Il est possible de vivre autrement qu’en usant son énergie à satisfaire des exigences artificielles toujours croissantes. L’existence peut être bien plus enrichissante, plus juste et harmonieuse que prisonnière d’un travail trop souvent fastidieux et de loisirs fréquemment compensatoires. L’intimité avec les plantes m’a permis de mener une vie très différente de ce que tente d’imposer la civilisation occidentale. J’en ai retiré de tels bienfaits que j’ai très tôt éprouvé le désir de partager mes découvertes, d’abord avec mes amis puis plus largement sous forme de conférences, de stages et de livres, complétant mes recherches par l’enseignement.

À évoluer ainsi au contact du monde végétal, cette sage parole de Le Clézio a pris pour moi tout son sens : « Ce sont les plantes qui sauvent les hommes[3] ».


[1] L’espèce est un ensemble d’individus possédant certains caractères en commun et capables de se reproduire entre eux en transmettant à leur progéniture ces mêmes caractères.

[2] Strictement parlant, les champignons ne sont plus classés parmi les plantes mais dans un règne à part.

[3] La Quarantaine, J.-M. G. Le Clézio, Gallimard, Paris, 1997

Commentaires (14)

    • TONI Vito et Marie-Madeleine

    • Il y a 5 mois

    Merci cher François pour ce témoignage qui va droit au coeur autant qu’à l’esprit.
    Grâce à toi, à tes stages, tes livres, tes courriels, nous avons pris goût aux plantes sauvages, à leur connaissance et leur dégustation.
    Et nous sommes ravis de constater que moult grands cuisiniers du monde suivent tes traces et enseignements.
    Amitiés.
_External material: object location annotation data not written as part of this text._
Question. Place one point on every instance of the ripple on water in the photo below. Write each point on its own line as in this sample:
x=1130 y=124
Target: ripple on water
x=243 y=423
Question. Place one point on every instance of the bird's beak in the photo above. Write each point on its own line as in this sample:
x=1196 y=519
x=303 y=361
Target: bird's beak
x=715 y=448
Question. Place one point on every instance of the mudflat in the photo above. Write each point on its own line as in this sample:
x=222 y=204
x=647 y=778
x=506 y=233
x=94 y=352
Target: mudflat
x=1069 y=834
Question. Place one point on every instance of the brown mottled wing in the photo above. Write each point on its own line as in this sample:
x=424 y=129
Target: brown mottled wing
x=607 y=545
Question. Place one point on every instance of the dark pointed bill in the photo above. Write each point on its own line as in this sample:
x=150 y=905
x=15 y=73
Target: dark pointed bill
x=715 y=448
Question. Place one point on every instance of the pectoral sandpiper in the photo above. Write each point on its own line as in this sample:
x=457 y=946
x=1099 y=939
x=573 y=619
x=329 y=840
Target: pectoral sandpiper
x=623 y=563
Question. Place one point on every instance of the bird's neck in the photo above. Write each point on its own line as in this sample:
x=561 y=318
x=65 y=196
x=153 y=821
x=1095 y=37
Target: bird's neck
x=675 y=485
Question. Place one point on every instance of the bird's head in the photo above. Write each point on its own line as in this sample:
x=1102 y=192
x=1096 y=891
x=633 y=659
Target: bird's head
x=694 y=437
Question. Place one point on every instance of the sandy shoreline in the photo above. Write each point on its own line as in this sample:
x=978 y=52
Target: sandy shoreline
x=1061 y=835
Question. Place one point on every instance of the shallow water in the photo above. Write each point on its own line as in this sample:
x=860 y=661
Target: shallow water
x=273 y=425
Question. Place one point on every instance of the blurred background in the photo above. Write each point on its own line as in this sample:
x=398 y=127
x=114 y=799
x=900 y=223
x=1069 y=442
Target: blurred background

Les Toni

      • François Couplan

      • Il y a 5 mois

      Merci à vous. Je suis heureux que les plantes tiennent une place dans votre vie. Elles nous font tellement de bien !

    • SIMON OLIVIER

    • Il y a 5 mois

    Bonjour François,

    Ton texte capture magnifiquement bien la beauté et la richesse du règne végétal et transmet avec passion l’importance de rétablir les liens entre l’homme et la nature. Il met en lumière la valeur des plantes sauvages non seulement en tant qu’aliments nutritifs, mais aussi en tant que symboles de liberté et de respect pour l’environnement. Il donne envie de découvrir la flore sauvage, d’en apprécier les saveurs et les bienfaits, et d’envisager une relation plus harmonieuse avec la nature. C’est un véritable appel à l’action pour une révolution culturelle et alimentaire qui mérite d’être entendu. Merci.

    Amitié,

    Olivier

      • François Couplan

      • Il y a 5 mois

      Avec plaisir. Je crois que tu as fort bien résumé ma démarche. La relation avec les plantes et la nature fait, j’en suis convaincu, du bien à l’individu, mais aussi à la société tout entière.

      • Ananda Patricia

      • Il y a 5 mois

      C’est exactement cela !

    • Ananda Patricia

    • Il y a 5 mois

    Magnifique texte François.

    C’est une vraie déclaration d’amour poétique et tout en finesse aux plantes et une ode au vivant.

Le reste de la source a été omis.